How do I check my certificates on Firefox?


While Firefox on Apple Mac OS X and Firefox on Microsoft Windows are similar, the process to view the certificate store differs slightly.  This Knowledge Base Article will explain the process for Firefox on both OS X and Windows.

    • Windows - In the Firefox window, click on Tools and select Options from the drop down menu.
    • Mac - In the Menu window, click on Firefox and select Preferences from the drop down menu.

  1. In the Options window that appears, click on the Advanced section at the very top.  This is denoted by a gray gear.

  2. Once you have selected the Advanced gear at the top, click on the Encryption tab if it is not already selected. The bottom contents of the Options window change.
  3. Click on the View Certificates button. The Certificate Manager window should appear.

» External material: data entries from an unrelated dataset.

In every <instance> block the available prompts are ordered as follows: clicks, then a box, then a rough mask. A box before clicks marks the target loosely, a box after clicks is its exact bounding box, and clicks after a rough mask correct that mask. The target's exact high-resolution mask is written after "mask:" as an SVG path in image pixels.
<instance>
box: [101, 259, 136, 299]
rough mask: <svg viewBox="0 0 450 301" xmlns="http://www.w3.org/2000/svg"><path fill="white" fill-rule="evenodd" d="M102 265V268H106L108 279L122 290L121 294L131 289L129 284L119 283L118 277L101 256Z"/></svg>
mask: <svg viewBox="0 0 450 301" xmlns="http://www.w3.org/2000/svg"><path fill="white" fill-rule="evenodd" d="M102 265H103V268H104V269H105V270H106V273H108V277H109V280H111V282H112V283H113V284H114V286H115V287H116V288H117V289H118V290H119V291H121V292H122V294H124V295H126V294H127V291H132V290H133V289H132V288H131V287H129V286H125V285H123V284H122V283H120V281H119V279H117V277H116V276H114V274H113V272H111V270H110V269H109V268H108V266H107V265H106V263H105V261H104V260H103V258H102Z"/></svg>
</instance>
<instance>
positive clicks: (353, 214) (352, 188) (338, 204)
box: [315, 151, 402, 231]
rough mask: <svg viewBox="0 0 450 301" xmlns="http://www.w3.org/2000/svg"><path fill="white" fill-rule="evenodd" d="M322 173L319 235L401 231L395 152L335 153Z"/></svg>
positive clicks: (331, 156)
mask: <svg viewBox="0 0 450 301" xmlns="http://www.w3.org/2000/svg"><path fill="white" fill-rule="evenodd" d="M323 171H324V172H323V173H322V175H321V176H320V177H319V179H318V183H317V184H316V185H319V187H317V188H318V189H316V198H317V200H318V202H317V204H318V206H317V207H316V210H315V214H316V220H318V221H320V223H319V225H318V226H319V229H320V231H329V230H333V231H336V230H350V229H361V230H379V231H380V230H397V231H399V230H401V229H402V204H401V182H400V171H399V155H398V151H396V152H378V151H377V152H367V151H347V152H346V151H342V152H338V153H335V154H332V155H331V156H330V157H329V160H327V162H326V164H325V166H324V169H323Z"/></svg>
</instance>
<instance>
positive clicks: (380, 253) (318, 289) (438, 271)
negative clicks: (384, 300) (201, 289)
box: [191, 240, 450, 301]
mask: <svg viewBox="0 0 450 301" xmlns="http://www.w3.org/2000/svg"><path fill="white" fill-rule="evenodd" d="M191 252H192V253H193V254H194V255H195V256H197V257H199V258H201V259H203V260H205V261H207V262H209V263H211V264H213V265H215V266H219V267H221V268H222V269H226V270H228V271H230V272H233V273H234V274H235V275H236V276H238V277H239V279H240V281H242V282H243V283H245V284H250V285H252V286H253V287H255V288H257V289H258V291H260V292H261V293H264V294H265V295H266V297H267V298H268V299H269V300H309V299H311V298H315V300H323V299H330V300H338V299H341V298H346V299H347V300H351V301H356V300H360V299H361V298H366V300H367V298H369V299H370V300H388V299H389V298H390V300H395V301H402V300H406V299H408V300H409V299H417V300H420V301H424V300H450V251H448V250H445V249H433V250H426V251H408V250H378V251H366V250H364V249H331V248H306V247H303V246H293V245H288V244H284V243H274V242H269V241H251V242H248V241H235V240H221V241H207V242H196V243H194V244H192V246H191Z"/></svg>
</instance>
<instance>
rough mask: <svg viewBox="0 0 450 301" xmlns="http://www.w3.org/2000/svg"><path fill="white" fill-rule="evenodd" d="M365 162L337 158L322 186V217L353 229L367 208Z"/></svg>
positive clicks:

  4. Once the Certificate Manager window appears, use the tabs to navigate through the certificate store that you would like to view.  Below is an overview of each tab.

Your Certificates - these are the certificates that you have both private and public key to.  These certificates could be used for a number of things, such as signing email, decrypting messages, accessing a website, etc.  What these certificates do are defined by the key usage.

People - These are the certificates that your computer has stored, yet does not have the private key to.

Servers - These are the certificates that have been installed manually from a website and do not contain the private key.  Some website are untrusted because of SSL Certificate problems.  When you add an exception so that you can view these websites, it installs an SSL Certificate here.

- These are the Root Certificates that Firefox trusts.  Any personal certificate that falls underneath any of these roots will be trusted (unless the certificate is revoked or expired).  The Root certificates that come with Firefox are called Built-In Objects as they ship with a fresh install of Firefox.  The list also includes any intermediate certificates that have been installed and are trusted.